In [1]:
from src.utils import *

In [2]:
# delete 75% of files in the directory
import os
import random

def delete_files(directory, percentage=0.75):
    files = os.listdir(directory)
    files = random.sample(files, int(len(files) * percentage))
    for file in files:
        os.remove(os.path.join(directory, file))

# delete_files('data/train/audio_yes_no/no', 0.5)
# delete_files('data/train/audio_yes_no/yes', 0.5)

In [3]:
import torch
from transformers import AutoFeatureExtractor, ASTForAudioClassification


model_name = "MIT/ast-finetuned-audioset-10-10-0.4593"
feature_extractor = AutoFeatureExtractor.from_pretrained(model_name)
model = ASTForAudioClassification.from_pretrained(model_name)
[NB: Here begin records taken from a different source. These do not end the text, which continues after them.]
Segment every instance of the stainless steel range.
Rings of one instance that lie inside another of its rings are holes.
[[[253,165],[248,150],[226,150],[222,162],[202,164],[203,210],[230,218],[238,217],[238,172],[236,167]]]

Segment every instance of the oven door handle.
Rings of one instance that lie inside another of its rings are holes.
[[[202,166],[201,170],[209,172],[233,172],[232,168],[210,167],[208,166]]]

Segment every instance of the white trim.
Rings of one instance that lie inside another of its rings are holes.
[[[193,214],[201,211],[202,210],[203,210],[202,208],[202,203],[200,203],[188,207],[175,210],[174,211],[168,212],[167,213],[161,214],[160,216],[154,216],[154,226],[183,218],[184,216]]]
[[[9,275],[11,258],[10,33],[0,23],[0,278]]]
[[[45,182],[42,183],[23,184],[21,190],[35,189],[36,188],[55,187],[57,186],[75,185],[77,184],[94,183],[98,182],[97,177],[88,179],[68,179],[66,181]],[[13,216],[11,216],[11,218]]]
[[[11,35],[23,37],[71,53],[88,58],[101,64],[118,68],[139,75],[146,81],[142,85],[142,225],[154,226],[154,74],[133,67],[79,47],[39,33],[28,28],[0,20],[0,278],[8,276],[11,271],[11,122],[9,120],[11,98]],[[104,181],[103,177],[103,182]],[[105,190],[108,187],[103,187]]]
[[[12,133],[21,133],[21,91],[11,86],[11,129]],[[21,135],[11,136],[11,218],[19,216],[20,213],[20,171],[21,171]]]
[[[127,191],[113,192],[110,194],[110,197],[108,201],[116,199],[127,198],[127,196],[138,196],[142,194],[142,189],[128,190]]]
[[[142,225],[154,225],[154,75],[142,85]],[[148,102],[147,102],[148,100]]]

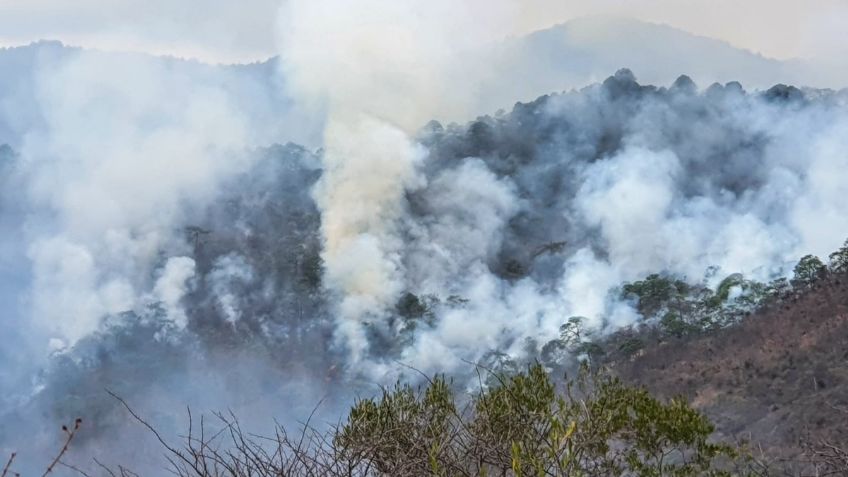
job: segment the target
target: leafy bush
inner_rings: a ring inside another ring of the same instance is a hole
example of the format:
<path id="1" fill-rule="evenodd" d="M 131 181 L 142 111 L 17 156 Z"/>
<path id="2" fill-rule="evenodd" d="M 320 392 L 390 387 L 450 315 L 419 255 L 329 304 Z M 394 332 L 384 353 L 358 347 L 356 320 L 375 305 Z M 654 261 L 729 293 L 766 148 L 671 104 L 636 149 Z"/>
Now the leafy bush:
<path id="1" fill-rule="evenodd" d="M 376 475 L 729 475 L 738 456 L 682 399 L 583 369 L 558 392 L 541 365 L 459 406 L 443 379 L 358 402 L 336 438 Z"/>

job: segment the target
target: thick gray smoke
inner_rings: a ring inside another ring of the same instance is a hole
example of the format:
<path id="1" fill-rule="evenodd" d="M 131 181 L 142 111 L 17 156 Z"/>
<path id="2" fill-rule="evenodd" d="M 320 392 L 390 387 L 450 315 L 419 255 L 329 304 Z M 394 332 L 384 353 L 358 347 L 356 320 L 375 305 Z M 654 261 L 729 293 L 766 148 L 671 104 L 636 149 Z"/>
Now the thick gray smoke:
<path id="1" fill-rule="evenodd" d="M 138 462 L 104 388 L 170 435 L 186 404 L 262 425 L 329 397 L 334 418 L 398 362 L 461 372 L 570 316 L 630 325 L 623 281 L 778 276 L 848 236 L 845 93 L 621 70 L 414 134 L 336 97 L 313 151 L 272 145 L 271 106 L 294 106 L 245 79 L 79 55 L 0 129 L 0 452 L 22 462 L 77 416 L 71 457 Z"/>

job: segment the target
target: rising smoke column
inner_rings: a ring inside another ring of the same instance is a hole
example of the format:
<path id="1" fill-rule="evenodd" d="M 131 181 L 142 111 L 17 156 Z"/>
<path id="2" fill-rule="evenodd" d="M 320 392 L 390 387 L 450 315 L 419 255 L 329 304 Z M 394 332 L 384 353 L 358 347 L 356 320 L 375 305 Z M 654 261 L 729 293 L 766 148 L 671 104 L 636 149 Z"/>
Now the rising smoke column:
<path id="1" fill-rule="evenodd" d="M 354 361 L 365 326 L 382 327 L 405 289 L 399 219 L 424 186 L 425 151 L 408 136 L 427 119 L 463 111 L 457 48 L 489 39 L 512 2 L 308 2 L 281 9 L 283 74 L 306 101 L 326 104 L 322 211 L 327 286 L 339 294 L 338 337 Z M 468 21 L 471 13 L 483 21 Z"/>

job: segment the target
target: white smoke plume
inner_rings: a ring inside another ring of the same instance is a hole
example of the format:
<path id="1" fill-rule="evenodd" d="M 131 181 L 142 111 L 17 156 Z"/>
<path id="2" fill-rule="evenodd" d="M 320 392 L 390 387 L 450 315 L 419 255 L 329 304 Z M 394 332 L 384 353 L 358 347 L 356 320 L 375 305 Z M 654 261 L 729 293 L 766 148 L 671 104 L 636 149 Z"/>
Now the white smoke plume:
<path id="1" fill-rule="evenodd" d="M 185 403 L 261 424 L 329 394 L 335 418 L 397 361 L 532 357 L 575 315 L 638 323 L 624 281 L 767 279 L 848 236 L 845 93 L 622 70 L 472 120 L 492 79 L 475 52 L 521 15 L 292 0 L 279 68 L 36 61 L 34 112 L 0 116 L 0 296 L 23 298 L 0 329 L 26 337 L 0 350 L 0 451 L 77 413 L 85 450 L 121 447 L 103 387 L 173 434 Z"/>

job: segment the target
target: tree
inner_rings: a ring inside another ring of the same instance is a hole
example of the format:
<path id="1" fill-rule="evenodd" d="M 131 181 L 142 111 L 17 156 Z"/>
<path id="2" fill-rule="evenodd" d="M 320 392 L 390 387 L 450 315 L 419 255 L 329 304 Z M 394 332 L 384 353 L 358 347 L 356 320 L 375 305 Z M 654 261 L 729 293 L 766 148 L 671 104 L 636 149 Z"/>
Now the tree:
<path id="1" fill-rule="evenodd" d="M 378 475 L 729 475 L 738 451 L 683 399 L 662 402 L 584 367 L 558 391 L 541 365 L 458 411 L 443 379 L 358 402 L 336 438 Z"/>
<path id="2" fill-rule="evenodd" d="M 821 259 L 815 255 L 805 255 L 801 258 L 798 264 L 795 265 L 794 272 L 795 275 L 792 278 L 792 286 L 808 288 L 827 273 L 827 267 L 825 267 Z"/>
<path id="3" fill-rule="evenodd" d="M 830 259 L 830 270 L 833 273 L 848 273 L 848 240 L 828 258 Z"/>

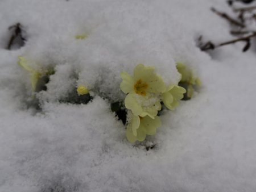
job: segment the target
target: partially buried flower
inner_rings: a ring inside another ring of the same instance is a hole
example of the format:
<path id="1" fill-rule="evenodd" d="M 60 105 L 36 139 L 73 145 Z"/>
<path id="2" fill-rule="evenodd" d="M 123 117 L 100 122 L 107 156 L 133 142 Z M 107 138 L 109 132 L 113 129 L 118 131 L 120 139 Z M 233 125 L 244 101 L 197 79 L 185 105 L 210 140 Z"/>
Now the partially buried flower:
<path id="1" fill-rule="evenodd" d="M 186 88 L 188 99 L 193 97 L 194 86 L 201 86 L 201 82 L 199 78 L 195 76 L 192 70 L 188 69 L 186 66 L 181 62 L 177 62 L 176 68 L 181 75 L 179 85 Z"/>
<path id="2" fill-rule="evenodd" d="M 156 128 L 161 126 L 161 122 L 158 116 L 151 119 L 148 116 L 141 117 L 132 115 L 130 123 L 126 128 L 126 137 L 131 143 L 137 140 L 143 141 L 146 135 L 154 135 Z"/>
<path id="3" fill-rule="evenodd" d="M 168 91 L 163 94 L 163 102 L 170 110 L 174 110 L 179 106 L 179 100 L 183 98 L 183 94 L 186 90 L 178 85 L 172 85 Z"/>
<path id="4" fill-rule="evenodd" d="M 35 70 L 30 66 L 29 66 L 28 64 L 28 62 L 24 57 L 19 56 L 18 59 L 19 61 L 18 61 L 18 64 L 19 64 L 19 65 L 26 69 L 30 73 L 32 90 L 34 94 L 34 93 L 36 91 L 38 81 L 39 79 L 42 77 L 42 74 L 38 70 Z"/>
<path id="5" fill-rule="evenodd" d="M 150 116 L 154 118 L 161 109 L 160 94 L 166 89 L 164 82 L 155 72 L 155 68 L 138 64 L 134 69 L 133 76 L 122 72 L 123 80 L 120 85 L 122 91 L 128 94 L 125 101 L 127 108 L 134 115 Z"/>

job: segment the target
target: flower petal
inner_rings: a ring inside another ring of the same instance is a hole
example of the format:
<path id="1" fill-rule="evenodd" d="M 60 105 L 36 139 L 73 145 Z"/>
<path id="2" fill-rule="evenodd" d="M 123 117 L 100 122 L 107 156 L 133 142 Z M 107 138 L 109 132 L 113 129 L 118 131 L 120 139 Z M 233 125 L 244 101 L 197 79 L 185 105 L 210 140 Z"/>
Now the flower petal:
<path id="1" fill-rule="evenodd" d="M 142 107 L 138 103 L 135 98 L 135 93 L 129 93 L 125 98 L 125 107 L 130 109 L 134 115 L 139 115 L 142 112 Z"/>
<path id="2" fill-rule="evenodd" d="M 27 60 L 24 57 L 19 56 L 18 58 L 19 59 L 18 64 L 19 66 L 27 70 L 28 72 L 33 73 L 35 72 L 35 70 L 27 64 Z"/>
<path id="3" fill-rule="evenodd" d="M 173 103 L 173 102 L 174 97 L 169 91 L 164 93 L 163 94 L 163 102 L 164 103 L 166 107 L 167 107 L 168 109 L 172 109 L 171 104 Z"/>
<path id="4" fill-rule="evenodd" d="M 41 74 L 38 72 L 34 72 L 31 74 L 31 86 L 33 92 L 36 91 L 36 85 L 40 76 Z"/>
<path id="5" fill-rule="evenodd" d="M 139 116 L 133 115 L 131 119 L 131 130 L 135 136 L 137 136 L 137 130 L 139 127 L 140 119 Z"/>
<path id="6" fill-rule="evenodd" d="M 143 141 L 146 139 L 146 130 L 143 126 L 140 126 L 137 130 L 137 140 L 139 141 Z"/>
<path id="7" fill-rule="evenodd" d="M 177 100 L 180 100 L 183 98 L 183 94 L 186 93 L 186 90 L 183 87 L 174 85 L 169 92 Z"/>
<path id="8" fill-rule="evenodd" d="M 121 77 L 123 79 L 123 81 L 120 84 L 122 91 L 126 94 L 133 91 L 134 86 L 134 81 L 133 77 L 125 72 L 121 73 Z"/>
<path id="9" fill-rule="evenodd" d="M 188 86 L 188 97 L 192 98 L 194 94 L 194 89 L 191 85 L 189 85 Z"/>

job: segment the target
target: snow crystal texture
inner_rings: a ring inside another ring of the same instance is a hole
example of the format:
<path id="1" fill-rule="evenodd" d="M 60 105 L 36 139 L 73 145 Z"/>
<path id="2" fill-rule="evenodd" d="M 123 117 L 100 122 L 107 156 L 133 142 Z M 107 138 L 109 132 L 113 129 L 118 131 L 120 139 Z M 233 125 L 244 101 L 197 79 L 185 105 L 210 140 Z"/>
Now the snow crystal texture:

only_name = model_name.split("/")[-1]   


In [4]:
import torch
import torchaudio
from torch.utils.data import Dataset, DataLoader
import os

class CustomAudioDataset(Dataset):
    def __init__(self, data_dir, transform=None, fixed_length=None):
        self.data_dir = data_dir
        self.file_list, self.labels = self._get_file_list_and_labels()
        self.transform = transform
        self.fixed_length = fixed_length

    def _get_file_list_and_labels(self):
        file_list = []
        labels = []
        for root, dirs, files in os.walk(self.data_dir):
            for file in files:
                if file.endswith(".wav"):  # Adjust file extension if needed
                    file_list.append(root + "/" + file)
                    labels.append(os.path.basename(root))  # Extract label from directory name
        return file_list, labels

    def __len__(self):
        return len(self.file_list)

    def __getitem__(self, idx):
        file_path = self.file_list[idx]
        waveform, sample_rate = torchaudio.load(file_path)
        
        
        
        if self.fixed_length:
            waveform = self._pad_waveform(waveform, self.fixed_length)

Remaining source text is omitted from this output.